“Reporter’s Life Is A Tough One”

Virginia Dons Gloves With Indrisano To Get Her Story

Pittsburgh Post-Gazette – Jul. 28, 1945

By: Virginia MacPherson (United Press Hollywood Correspondent)

Hollywood, July 27—Boxing Instructor Johnny Indrisano made fighters out of Robert Taylor, Zachary Scott and Danny Kaye. He tried to teach MacPherson the manly art of self-defense.

So we put away our reliable hat pin, pulled on the gloves and boxed away.

“Yer a southpaw,” Indrisano discovered. “That’s good because there’s only one in a hundred. You can get a better offensive that way. But for gosh sakes, try to be a little more graceful on your feet!”

Between instructions on left jabs and right uppercuts we pantingly pried a story cut of him on his movie star students.

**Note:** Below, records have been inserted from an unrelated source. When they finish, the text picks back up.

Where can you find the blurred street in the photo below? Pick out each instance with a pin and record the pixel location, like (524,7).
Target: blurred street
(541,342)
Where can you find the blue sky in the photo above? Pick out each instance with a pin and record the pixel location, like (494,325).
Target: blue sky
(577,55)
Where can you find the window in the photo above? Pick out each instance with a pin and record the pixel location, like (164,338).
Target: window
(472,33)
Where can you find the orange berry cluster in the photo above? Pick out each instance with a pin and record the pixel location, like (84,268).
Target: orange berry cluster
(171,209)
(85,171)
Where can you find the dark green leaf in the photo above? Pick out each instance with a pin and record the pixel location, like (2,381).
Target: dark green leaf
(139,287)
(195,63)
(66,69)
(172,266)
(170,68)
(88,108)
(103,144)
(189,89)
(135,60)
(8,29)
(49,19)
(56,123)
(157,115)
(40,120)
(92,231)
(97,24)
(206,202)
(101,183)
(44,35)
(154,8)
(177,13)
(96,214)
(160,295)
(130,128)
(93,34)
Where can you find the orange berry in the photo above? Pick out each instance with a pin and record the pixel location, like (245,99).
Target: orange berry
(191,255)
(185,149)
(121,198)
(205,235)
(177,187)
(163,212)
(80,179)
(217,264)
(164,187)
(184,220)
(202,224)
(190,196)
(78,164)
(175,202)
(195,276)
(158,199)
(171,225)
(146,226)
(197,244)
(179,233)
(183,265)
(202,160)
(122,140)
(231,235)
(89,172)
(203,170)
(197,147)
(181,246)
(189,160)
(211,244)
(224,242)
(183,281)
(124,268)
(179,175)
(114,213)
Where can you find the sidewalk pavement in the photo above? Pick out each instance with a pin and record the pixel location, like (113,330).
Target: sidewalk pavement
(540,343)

Seems he’s been making fighters out of actors for years—Errol Flynn excluded—and making a right nice living at it, too. Says he has no complaints. Especially when he gets people like Miss Bergman in the clinches.

“I had to teach her how to box for ‘The Bells of St. Mary’s’” he explained. “She’s light on her feet and a darn good fighter—now.”

Fought 15 Years

Indrisano was a professional boxer for almost 15 years. Then he retired and turned into a fight coach. His latest victim is Funny-man Kaye, who’ll be a boxing champ in Sam Goldwyn’s “The Kid From Brooklyn.”

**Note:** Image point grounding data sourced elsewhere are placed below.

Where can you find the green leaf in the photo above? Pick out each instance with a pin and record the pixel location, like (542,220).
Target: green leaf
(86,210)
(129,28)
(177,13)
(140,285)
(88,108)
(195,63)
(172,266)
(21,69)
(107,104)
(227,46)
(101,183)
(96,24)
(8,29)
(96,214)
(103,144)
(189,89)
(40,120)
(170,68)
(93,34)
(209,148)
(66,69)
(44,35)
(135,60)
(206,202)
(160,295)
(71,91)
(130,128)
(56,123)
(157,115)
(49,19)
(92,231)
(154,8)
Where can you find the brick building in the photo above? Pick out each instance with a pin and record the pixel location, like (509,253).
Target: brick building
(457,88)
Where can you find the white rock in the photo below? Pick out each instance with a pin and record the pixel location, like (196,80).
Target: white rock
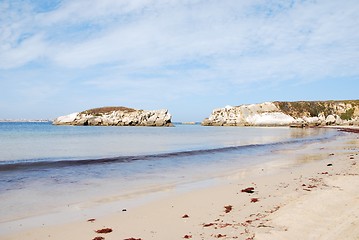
(66,119)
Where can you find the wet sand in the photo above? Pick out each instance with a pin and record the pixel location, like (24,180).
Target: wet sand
(307,193)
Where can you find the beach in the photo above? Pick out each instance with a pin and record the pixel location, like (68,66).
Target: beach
(315,195)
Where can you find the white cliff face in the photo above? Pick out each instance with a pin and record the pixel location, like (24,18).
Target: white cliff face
(118,118)
(264,114)
(268,114)
(66,119)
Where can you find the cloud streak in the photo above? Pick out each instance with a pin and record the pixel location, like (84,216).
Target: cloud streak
(149,44)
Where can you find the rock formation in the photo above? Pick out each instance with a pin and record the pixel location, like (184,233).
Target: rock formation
(116,116)
(300,114)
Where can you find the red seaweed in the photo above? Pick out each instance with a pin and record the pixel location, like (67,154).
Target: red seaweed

“He never saw a glove before I got hold of him,” Indrisano said, jabbing all the time. “But I turned him into a first-rate boxer in six weeks. He’s got naturally limber muscles from all his jumping around on the stage. And—oops! I’m sorry! But you shoulda ducked!”

We hit the canvas under a right uppercut and wondered why we never thought of welding as a nice safe job. When the gymnasium stopped whirling, we discovered Indrisano was still talking.

“Like I say,” he declared, “you gotta learn to duck. Bergman never wend down for the count! And keep your right up!”

Indrisano’s been extra busy on “The Kid From Brooklyn” because it’s full of prize-fights—all of which Champ Kaye wins because all of ‘em are crooked.

Kaye, as a mild little milkman for the Sunflower Dairy, accidentally knocks out o the world’s champ while trying to defend his sister, Dancer Vera-Ellen, from the champ’s fresh passes.

The newspapers turn him into a national hero and he makes a cross-country tour knocking out guys right and left in fixed fights. The man who fixes them is the champ’s manager. He figures on getting Kaye into the ring with the champ and smearing him all over the canvas.

But Kaye and his girlfriend, Virginia Mayo, are unaware of this. All they know is that the milkman is turning into a terrific guy. He’s even convinced himself.

And that plot, Mr. Goldwyn hopes, will make Kaye even funnier than he was in “Up in Arms” or “Wonder Man.”

“That’s part of my job, too,” Indrisano explained. “I have to teach Danny how to be funny when he fights. But he has to look good, too, because there’ll be a lot of sharp-eyed fight fans in the audience.”

Trying to remember all this and still keep our solar-plexus covered from Indrisano’s glove had us a little cross-eyed at this point. But we kept boxing because we didn’t have enough dope yet.

Jack-of-All Fighting

“You might say I’m an expert on all kinds of fighting,” he said. “I taught Zachary Scott how to fight with a knife for ‘The Southerner’; I teach judo and once I taught a French ballet dancer how to fight with his feet—sabot fighting, they call it in France.”

Hardly a director in town will shoot a fight scene without calling in Indrisano. And he’s discovered the stars get a big kick out of going into “training” for a picture.

“You will, too,” he grinned. “You’ll feel fine tomorrow after this workout.”

Tomorrow, heck! We’re sore right now! And we think we’ll stick to our hat pin for self-defense. It’s not so strenuous—and just as effective.